High chemical and mechanical stability of the preferred getter material 72 result in low embrittlement and a solid bond between the getter material 72 and the nickel steel comprising the end cap 64 and the sleeve 62. Accordingly, excessive, loose getter material particles are not generated in the tube 14 as a result of embrittlement of the getter material 72 and/or poor adhesion of the getter material 72 to the groove 70 of end cap 64.
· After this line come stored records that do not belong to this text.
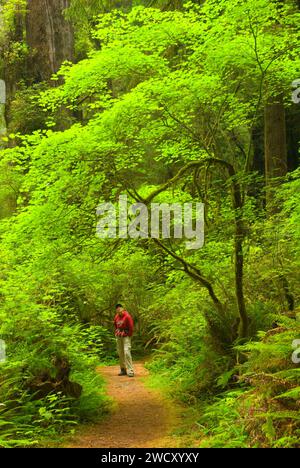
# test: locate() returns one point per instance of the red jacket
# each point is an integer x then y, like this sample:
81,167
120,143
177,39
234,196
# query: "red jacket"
123,324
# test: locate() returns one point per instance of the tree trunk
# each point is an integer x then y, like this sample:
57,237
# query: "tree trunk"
275,144
49,36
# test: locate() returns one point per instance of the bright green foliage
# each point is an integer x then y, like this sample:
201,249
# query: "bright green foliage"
156,91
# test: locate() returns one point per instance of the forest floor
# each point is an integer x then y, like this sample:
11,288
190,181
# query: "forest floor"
141,416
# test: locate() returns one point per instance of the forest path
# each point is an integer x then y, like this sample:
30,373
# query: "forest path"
141,417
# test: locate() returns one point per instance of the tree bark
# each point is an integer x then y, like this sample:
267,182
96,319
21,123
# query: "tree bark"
49,36
275,144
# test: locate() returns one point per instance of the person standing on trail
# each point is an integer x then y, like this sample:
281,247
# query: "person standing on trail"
123,332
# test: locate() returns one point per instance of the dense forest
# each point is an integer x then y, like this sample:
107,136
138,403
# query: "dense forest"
164,102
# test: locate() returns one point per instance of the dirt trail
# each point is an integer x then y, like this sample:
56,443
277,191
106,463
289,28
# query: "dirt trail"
142,417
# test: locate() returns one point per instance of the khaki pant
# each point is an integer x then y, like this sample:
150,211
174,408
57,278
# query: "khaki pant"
124,351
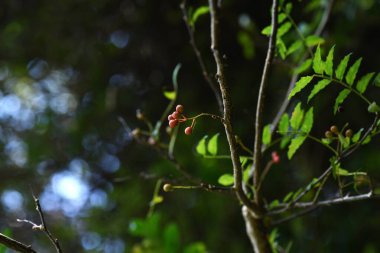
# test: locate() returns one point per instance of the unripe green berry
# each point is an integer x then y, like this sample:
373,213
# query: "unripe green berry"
328,134
334,129
179,108
349,133
188,130
168,187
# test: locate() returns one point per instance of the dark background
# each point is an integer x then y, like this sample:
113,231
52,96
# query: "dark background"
69,69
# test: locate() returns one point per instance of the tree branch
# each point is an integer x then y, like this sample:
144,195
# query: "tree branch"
294,78
257,155
15,245
206,74
220,75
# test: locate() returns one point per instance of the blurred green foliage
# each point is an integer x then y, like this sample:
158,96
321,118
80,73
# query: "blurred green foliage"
69,70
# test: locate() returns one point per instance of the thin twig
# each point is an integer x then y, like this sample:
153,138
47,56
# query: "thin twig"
294,78
44,226
15,245
206,74
238,177
257,154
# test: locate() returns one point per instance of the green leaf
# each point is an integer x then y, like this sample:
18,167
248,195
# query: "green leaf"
300,85
340,99
287,197
171,95
355,138
288,8
197,13
307,123
267,30
304,66
297,117
318,87
377,80
281,48
351,73
201,147
329,67
374,108
364,81
197,247
295,144
226,179
266,135
318,64
345,141
339,73
314,40
283,29
294,46
283,125
212,146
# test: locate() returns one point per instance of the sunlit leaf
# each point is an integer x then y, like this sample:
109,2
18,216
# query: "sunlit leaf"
304,66
226,179
340,99
283,29
266,135
351,73
171,95
314,40
283,125
201,147
308,121
318,87
329,67
212,145
355,138
297,117
197,13
339,73
295,144
318,64
197,247
300,85
281,48
294,46
364,81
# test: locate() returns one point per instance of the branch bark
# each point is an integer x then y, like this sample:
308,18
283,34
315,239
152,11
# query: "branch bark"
15,245
220,75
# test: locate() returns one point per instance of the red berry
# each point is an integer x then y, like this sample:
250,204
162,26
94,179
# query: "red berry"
188,130
173,123
175,115
334,129
179,108
275,157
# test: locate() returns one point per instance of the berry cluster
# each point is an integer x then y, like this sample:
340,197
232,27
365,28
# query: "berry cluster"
177,117
334,130
275,157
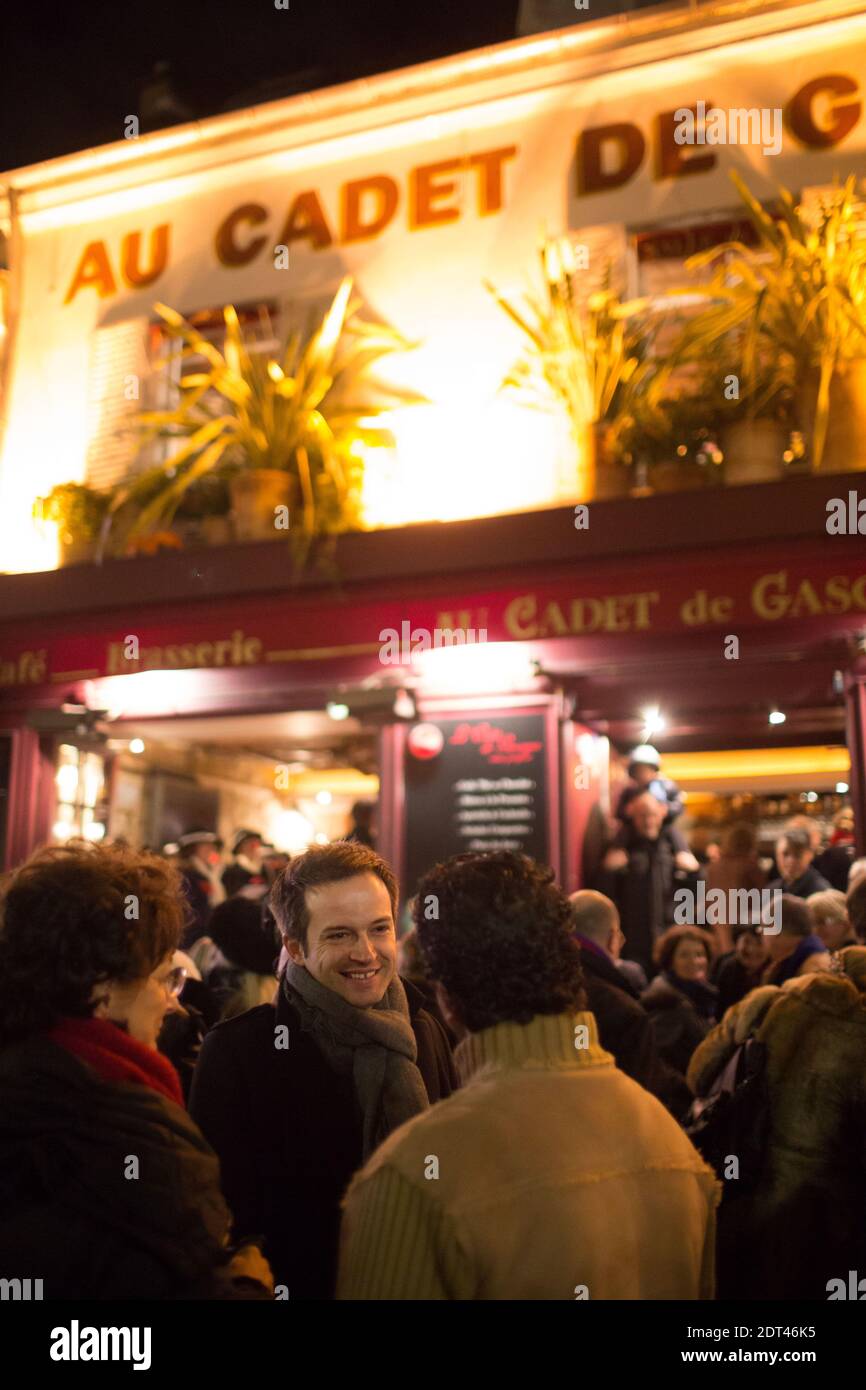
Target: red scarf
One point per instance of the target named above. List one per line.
(116, 1057)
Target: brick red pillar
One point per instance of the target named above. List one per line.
(32, 797)
(855, 720)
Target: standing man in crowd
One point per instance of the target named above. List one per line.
(363, 824)
(623, 1023)
(295, 1096)
(640, 879)
(797, 875)
(199, 865)
(246, 869)
(551, 1173)
(795, 948)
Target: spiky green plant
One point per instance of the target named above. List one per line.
(578, 353)
(794, 306)
(302, 412)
The large volume of getter material held in the groove allows for high absorption capacity. Additionally, the preferred design of the getter shield 60 allows for a substantial volume of getter material 72 to be provided to the tube 14, thus increasing efficiency.

Claims

An x-ray tube including an evacuated envelope (30), an anode (32) mounted within the evacuated envelope (30) and connected with a rotor to provide rotation thereof, and a cathode (34) for generating a beam of electrons which impinge upon the rotating anode on a focal spot to generate a beam of x-rays and a shield (60) for shielding electrical components associated with the cathode (34) that are mounted in the evacuated envelope, characterized by:

the shield (60) having a sleeve (62) disposed in the envelope (30);

a cap (64) defining a groove (70) therein mounted on the shield (60); and,

a getter material (72) mounted in the groove.
An x-ray tube as claimed in claim 1, wherein the sleeve (62) is constructed of nickel steel, the getter material (72) having a common coefficient of thermal expansion with nickel steel and being sintered in the groove (70).
An x-ray tube as claimed in claim 1, wherein the cap (64) includes a generally annular ring having a lip disposed about a circumference thereof.
An x-ray tube as claimed in claim 1, wherein the sleeve (62) includes a first end to receive the cap (64) in close proximity to the anode (32) and the cathode (34), and a second end spaced from the anode and the cathode.
An x-ray tube as claimed in claim 1, wherein the getter material (72) is non-evaporable and porous.
An x-ray tube as claimed in claim 1, wherein the getter material has an activation temperature of at least 500°C.
An x-ray tube as claimed in claim 1, wherein the groove (70) receives at least 4 cm³ of getter material and the getter material (72) is porous and sintered.
A method for evacuating an x-ray tube including an envelope (30) and an anode (32), a cathode (34), and a getter shield (60) supported in the envelope (30), the getter shield (60) including a sleeve (62), a cap (64) having a groove (70) therein received in the sleeve, and getter material (72) mounted in the groove (70), the method characterized by:

exhausting the tube (14) to evacuate gases therefrom by exposing the tube to a predetermined first temperature and a predetermined pressure for a predetermined period of time;

simultaneously activating the getter material (72) by exposing the getter material to the predetermined first temperature and the predetermined pressure for the predetermined period of time;

operating the tube (14) to generate heat to raise the getter material (72) to a second temperature such that the getter material absorbs residual contaminant gases.
A method as claimed in claim 8, wherein the first temperature is approximately 500°, the predetermined period of time is at least 55 minutes, the predetermined pressure is at least 133.32 x 10^-5Pa 10^-5 Torr), and the second temperature is at least 400°C.
A method as claimed in claim 8 wherein the getter material is heated to the second temperature passively, solely by absorbing heat generated during x-ray generation.